No. We don’t really have any strategy of any kind. Probably because we keep on being messed about by mental health services, they’re here, they’re there, they’re everywhere. They’re nowhere. Finding a decent mental health service that will actually stay with you, is like trying to find the Scarlett Pimpernel.

Christopher is unhappy he is autistic, but also glad that he is.

And can you remember what you thought when she said that you had autistic, you were autistic?
Christopher' I’m not sure. I was a bit unhappy. And I was a bit pleased. Because I was unhappy because at that time I thought that it meant that I was disabled whilst I still think I’m disabled. But it made me think that I’m stupid, that’s the best I can come to. But I was also pleased, because it made me different, well more different than I was already.
Mother' You mean unique?
Christopher' I’d say unique now but at that time I’d have felt different.

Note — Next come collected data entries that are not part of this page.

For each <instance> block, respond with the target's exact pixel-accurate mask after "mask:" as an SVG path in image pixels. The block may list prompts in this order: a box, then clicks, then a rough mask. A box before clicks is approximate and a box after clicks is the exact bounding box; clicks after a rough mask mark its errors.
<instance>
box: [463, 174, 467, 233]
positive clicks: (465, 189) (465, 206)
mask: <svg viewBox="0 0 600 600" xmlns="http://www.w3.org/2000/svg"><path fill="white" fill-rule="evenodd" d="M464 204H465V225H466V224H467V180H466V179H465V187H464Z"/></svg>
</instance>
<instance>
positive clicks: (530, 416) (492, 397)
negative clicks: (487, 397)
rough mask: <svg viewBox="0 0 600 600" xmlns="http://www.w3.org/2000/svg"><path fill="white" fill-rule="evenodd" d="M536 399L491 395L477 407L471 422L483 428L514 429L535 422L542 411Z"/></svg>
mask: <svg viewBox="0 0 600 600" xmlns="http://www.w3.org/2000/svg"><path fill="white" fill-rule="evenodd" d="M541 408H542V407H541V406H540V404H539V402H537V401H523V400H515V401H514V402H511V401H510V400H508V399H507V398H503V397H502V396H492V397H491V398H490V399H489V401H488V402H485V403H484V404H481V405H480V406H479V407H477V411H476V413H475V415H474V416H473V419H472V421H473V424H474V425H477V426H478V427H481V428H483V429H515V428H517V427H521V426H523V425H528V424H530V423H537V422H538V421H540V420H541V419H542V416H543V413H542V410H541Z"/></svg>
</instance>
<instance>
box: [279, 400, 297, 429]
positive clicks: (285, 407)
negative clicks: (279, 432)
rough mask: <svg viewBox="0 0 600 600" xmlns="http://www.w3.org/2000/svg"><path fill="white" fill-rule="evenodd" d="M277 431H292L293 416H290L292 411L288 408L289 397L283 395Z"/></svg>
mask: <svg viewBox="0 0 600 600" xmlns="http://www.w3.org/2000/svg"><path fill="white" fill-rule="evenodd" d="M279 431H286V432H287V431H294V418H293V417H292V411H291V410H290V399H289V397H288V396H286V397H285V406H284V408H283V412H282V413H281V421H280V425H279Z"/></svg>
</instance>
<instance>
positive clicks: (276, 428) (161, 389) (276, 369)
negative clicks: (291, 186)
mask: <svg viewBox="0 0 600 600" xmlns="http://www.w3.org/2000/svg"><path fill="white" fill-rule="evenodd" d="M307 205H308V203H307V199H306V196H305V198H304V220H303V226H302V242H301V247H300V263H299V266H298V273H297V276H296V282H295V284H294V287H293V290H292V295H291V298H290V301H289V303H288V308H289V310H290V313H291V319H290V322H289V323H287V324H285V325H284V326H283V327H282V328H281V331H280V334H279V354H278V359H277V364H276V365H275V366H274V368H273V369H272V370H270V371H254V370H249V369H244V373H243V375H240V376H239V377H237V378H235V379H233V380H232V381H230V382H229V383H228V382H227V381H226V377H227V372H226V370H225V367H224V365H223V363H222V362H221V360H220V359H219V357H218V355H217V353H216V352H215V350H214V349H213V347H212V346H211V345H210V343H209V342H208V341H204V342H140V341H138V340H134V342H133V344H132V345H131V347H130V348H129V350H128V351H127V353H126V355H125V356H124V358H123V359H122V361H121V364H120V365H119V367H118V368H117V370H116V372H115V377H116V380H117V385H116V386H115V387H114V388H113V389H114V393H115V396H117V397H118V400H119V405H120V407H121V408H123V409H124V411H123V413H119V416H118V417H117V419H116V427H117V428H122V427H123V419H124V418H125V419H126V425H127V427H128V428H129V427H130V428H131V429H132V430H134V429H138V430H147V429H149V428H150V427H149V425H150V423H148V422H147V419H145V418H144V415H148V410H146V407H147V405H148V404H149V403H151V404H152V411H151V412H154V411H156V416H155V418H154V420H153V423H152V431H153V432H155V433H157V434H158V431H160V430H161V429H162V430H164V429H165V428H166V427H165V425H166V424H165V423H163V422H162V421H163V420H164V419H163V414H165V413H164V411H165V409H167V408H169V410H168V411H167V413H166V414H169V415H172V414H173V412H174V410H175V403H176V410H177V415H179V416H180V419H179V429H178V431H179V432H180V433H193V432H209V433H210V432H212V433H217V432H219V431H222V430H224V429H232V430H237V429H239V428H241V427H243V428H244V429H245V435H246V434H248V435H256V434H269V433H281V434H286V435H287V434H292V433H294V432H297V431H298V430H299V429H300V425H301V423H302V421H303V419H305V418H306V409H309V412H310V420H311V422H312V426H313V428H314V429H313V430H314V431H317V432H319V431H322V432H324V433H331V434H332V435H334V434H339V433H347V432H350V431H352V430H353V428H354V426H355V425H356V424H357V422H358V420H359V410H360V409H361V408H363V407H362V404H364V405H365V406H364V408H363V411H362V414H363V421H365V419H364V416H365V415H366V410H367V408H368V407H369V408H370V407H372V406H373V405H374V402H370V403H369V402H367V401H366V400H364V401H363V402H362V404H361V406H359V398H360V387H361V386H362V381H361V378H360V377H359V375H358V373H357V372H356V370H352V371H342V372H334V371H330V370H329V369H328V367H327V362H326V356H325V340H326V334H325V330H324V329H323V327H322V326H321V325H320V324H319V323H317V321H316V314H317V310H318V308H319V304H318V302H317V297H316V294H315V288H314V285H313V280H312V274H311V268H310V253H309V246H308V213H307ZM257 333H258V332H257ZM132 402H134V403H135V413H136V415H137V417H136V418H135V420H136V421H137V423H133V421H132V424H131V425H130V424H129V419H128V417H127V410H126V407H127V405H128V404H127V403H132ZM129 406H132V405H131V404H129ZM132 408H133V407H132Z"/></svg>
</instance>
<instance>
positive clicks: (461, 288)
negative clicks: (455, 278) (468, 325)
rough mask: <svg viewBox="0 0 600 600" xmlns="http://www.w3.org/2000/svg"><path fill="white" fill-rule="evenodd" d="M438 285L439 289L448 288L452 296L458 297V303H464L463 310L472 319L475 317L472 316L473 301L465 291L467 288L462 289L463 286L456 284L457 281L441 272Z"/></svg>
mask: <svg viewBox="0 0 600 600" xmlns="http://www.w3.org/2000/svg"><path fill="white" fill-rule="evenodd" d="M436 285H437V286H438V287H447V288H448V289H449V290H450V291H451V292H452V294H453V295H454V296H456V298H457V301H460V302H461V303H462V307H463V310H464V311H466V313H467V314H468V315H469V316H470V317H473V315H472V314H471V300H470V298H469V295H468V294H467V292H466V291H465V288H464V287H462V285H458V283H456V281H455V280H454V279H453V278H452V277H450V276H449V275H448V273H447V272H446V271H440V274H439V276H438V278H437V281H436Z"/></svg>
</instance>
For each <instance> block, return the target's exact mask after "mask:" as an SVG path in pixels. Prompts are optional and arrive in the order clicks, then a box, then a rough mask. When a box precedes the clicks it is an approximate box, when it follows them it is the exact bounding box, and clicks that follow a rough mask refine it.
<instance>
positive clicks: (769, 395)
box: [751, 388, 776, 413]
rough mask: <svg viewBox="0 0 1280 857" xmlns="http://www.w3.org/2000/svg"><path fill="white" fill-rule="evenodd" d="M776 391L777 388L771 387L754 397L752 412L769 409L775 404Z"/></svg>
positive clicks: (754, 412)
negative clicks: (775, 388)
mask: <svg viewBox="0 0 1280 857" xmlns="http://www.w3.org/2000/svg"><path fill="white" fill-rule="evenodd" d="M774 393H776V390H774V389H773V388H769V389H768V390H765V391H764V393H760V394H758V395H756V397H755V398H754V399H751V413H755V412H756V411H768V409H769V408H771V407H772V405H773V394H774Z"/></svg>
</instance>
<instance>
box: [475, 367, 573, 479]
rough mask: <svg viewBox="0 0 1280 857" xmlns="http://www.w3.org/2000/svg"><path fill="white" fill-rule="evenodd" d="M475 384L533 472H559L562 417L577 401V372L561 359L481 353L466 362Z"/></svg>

Hm. Well over the last couple of years, I’ve felt that I’m more unique than just different. I’m like… Yeah. But, I’m just special. Not in the way that we use special to describe someone who’s not very clever, like that, I’m not sure. But occasionally it makes me unhappy because I don’t, because there are times when I don’t want to be different, I just want to be like everyone else, but then again I, whenever I think like that, I always rationalise that, that would make my life boring. You know, I wouldn’t be as interesting as I am now. I’d be just like everyone else, listening to the same rubbish music, not doing anything, getting drunk, you know, for no reason. You know, and so it’s kind of a 50/50 thing. I’m unhappy that I’m autistic. But I’m also glad that I am.



Christopher wants more awareness about autism and feels it is like 'the cancer of the mental...


I want in my opinion autism is like the cancer of the mental health world. Like cancer is the worst illness you could possibly have. In my opinion autism is probably the worst you can have. Because it’s like ever changing. There’s not, it just doesn’t stay the same ever. And that’s why I think doctors need to be really… all doctors in fact, all doctors, nurses, anything, need to actually be trained in dealing with mental health issues. Because any mental health issues, because it’s just the lack of understanding, and ignorance, ignorance breeds hatred.